Galilée a révolutionné notre vision du cosmos en regardant le ciel à l’aide du télescope qu’il avait nouvellement construit. Au début du 17e siècle, il a notamment découvert que la planète Jupiter dispose, elle aussi, de lunes. Un épisode marquant de l’histoire des sciences.
Dans les réserves de l’université du Michigan, quelque part où seuls les bibliothécaires peuvent se rendre, l’on trouve une pièce d’importance liée à cet épisode : un manuscrit daté de 1609, où Galilée évoque l’une de ses premières prises de conscience de ce qu’il observe, et où il dessine même un diagramme censé représenter le mouvement des lunes jupitériennes.
« Ce manuscrit d’une seule page est l’un des grands trésors de la bibliothèque de l’université du Michigan. Il reflète un moment crucial de la vie de Galilée qui a contribué à modifier notre compréhension de l’univers », explique l’université sur le site de ses collections.
Sauf que ce manuscrit ne provient pas réellement de Galilée et ne date clairement pas du 17e siècle. Comme le rapporte le Washington Post, l’université a posté à la mi-août, sur son site, une mise à jour : « la bibliothèque a conclu que ce ‘manuscrit de Galilée’ est en fait une contrefaçon datant du 20e siècle ». Cette conclusion n’aurait pas été possible sans un mail reçu en mai 2022, provenant d’un certain Nick Wilding.
Provenance douteuse, filigrane douteux : ça fait beaucoup
Nick Wilding, professeur d’Histoire à l’université de Géorgie, avait déjà acquis une réputation lorsque, en 2012, il avait apporté des preuves scientifiques qu’une édition soi-disant spéciale du Sidereus Nuncius de Galilée était en réalité fausse. Depuis, son expertise pour repérer les contrefaçons est reconnue.
Alors, quand l’université du Michigan a reçu un mail de Nick Wilding, en mai 2022, exprimant de « sérieux doutes » sur leur manuscrit dédié à Jupiter, le conservateur de la bibliothèque a immédiatement déclenché une enquête. Les preuves apportées par Wilding remettent notamment en question le filigrane et la provenance du manuscrit :
- Le filigrane du papier lui-même contient la mention BMO, liée à la ville de Bergamo. Cela suggère d’emblée une date de production récente : il n’existe pas le moindre document comportant ce filigrane et datant d’avant 1770.
- Il n’existe par ailleurs aucune trace du manuscrit avant 1930, et ce, en dépit d’une documentation très complète de nos jours des travaux de Galilée. Pire, on sait maintenant que le cardial Pietro Maffi, qui l’a authentifié lors de son arrivée aux enchères en 1934, l’a fait en comparant le manuscrit à deux autres qui, depuis, ont été certifiés faux. Même le point de référence n’était pas le bon à l’époque.

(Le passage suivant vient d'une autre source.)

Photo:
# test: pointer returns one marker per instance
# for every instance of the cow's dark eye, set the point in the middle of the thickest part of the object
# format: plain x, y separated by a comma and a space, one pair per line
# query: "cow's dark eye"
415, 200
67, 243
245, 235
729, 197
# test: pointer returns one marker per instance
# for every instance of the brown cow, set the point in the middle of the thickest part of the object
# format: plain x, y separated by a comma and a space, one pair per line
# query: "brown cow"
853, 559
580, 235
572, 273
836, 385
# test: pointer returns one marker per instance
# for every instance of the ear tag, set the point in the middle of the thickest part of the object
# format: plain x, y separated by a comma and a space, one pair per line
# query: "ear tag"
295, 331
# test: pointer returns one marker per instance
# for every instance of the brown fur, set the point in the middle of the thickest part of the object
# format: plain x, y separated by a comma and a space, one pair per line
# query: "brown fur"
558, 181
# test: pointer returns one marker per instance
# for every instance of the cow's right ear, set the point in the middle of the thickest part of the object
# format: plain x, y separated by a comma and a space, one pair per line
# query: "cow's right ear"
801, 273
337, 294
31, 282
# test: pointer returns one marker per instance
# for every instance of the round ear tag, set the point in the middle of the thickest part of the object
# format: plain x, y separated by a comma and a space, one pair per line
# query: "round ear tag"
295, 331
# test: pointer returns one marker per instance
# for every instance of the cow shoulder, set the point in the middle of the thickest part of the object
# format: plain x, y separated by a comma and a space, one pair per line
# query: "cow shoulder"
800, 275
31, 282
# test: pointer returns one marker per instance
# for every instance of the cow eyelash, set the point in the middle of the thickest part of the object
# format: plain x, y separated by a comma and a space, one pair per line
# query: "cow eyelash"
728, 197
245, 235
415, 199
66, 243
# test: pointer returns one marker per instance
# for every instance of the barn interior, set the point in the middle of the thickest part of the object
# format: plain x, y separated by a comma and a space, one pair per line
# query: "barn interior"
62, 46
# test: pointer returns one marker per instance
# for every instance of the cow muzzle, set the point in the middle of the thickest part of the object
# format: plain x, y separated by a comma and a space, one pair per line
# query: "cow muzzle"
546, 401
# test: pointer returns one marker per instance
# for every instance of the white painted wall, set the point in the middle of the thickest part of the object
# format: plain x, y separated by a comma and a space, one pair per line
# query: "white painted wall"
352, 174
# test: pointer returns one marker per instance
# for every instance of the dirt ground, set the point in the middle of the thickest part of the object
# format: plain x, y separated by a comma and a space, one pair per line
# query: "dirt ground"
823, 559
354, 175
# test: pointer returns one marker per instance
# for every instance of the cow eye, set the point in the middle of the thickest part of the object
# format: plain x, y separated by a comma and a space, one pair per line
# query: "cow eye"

L’authenticité du manuscrit est donc réfutée. « Wilding a conclu que notre manuscrit de Galilée est un faux du XXe siècle exécuté par le célèbre faussaire Tobia Nicotra. Après que nos propres experts ont étudié ses preuves les plus convaincantes — concernant le papier et la provenance — et réexaminé le manuscrit, nous nous sommes ralliés à sa conclusion », constate l’université. Rappelons que le faussaire Tobia Nicotra avait été condamné à deux ans de prison et à une lourde amende pour falsification, quant à, entre autres, des documents liés à Galilée (sauf que ce manuscrit lié aux lunes jupitériennes ne lui avait pas été attribué à l’époque).
Mais alors que va devenir le document ? Sa place dans la collection va être « reconsidérée », explique l’université dans un post du 17 août, « en commençant par une mise à jour de ses métadonnées ». Malgré tout, la contrefaçon pourra « servir les intérêts de la recherche, de la formation et de l’enseignement dans le domaine des faux, des contrefaçons et des canulars, une discipline intemporelle qui n’a jamais été aussi pertinente.»